Congress shows guts
Fundamental to Bush administration
strategy is trifling with the truth in domestic and foreign affairs to get its
way with a trusting, if not gullible, Congress and public.
The record is awful. Eliminating the
surplus and creating trillions of dollars in new debt is good, the Bush White
House assured us. Allowing polluters more freedom is good for jobs, they argued.
War against Iraq is necessary because of an imminent threat to the United
States, they insisted. Mission accomplished in Iraq, they claimed. We don't need
the United Nations, they promised.
However, the worms are beginning to turn.
Congress and the public are realizing how many times they’ve been had by
spurious White House claims and promises that have been exposed as fabrications
and deceit.
So, Congress wisely and promptly rebuked
the Bush Department of Energy last week when Energy Secretary Spencer Abraham (a
onetime out-of-office U.S. senator who once tried to abolish DOE) asked to
redefine some highly radioactive nuclear waste as low in radioactivity so it
could be left in place at various disposal sites or sent to minimal burial
grounds.
The rationale for treating nuclear waste
with cavalier disregard of its toxicity is that DOE wants to speed up disposal
and save money.
How irresponsible. The perilous threat of
radioactive material on the health of Americans can endure for thousands of
years, although Secretary Abraham and his White House chain-pullers seem to
regard it with the life expectancy of a four-year presidency.

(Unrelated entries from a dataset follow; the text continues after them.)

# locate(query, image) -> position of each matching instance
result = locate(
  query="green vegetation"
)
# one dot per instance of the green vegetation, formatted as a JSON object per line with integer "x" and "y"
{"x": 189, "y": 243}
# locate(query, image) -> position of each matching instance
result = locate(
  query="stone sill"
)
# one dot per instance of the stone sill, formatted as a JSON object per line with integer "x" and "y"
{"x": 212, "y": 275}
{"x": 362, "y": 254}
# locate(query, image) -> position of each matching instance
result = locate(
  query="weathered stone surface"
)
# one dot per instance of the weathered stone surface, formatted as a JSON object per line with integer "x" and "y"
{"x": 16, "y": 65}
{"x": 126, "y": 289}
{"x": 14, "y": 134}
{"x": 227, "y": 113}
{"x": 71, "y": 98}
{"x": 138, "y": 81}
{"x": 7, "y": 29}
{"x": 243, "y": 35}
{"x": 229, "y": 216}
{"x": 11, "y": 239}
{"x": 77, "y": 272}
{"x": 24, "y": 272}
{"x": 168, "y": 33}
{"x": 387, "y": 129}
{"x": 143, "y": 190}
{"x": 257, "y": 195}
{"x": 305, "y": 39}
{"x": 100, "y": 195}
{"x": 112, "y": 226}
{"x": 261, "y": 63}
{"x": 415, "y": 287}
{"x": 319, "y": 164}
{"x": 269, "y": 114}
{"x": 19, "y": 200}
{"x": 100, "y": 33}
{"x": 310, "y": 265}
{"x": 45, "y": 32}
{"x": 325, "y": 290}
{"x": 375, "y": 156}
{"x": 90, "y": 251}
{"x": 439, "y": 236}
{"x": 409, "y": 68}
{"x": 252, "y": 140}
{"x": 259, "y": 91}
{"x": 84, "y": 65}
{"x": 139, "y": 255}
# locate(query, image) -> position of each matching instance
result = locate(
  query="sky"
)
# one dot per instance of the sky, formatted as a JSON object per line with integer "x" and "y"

Congressional thumbs-down on reclassifying
waste upholds Idaho Federal District Judge Lynn Winmill’s rebuke of an earlier
DOE effort to downgrade waste. It is a victory for the Snake River Alliance,
which sued to block Energy’s attempt to avoid cleanup at the Idaho National
Engineering and Environmental Laboratory, where waste lies just above the
aquifer serving Southern Idaho.
Obviously, DOE has no better standing or
believability with Congress than when it tried going around Judge Winmills’s
order.
It now falls to Congress to adequately
fund proper disposal of nuclear waste, and put an end to DOE’s cut-rate disposal
plans.
While it’s at it, Congress should add to
its appropriation a terse, unmistakably clear order for DOE (and the White
House) to end the dangerous trifling with volatile radioactive waste and place
the nation’s well-being over its political hostility toward public health costs.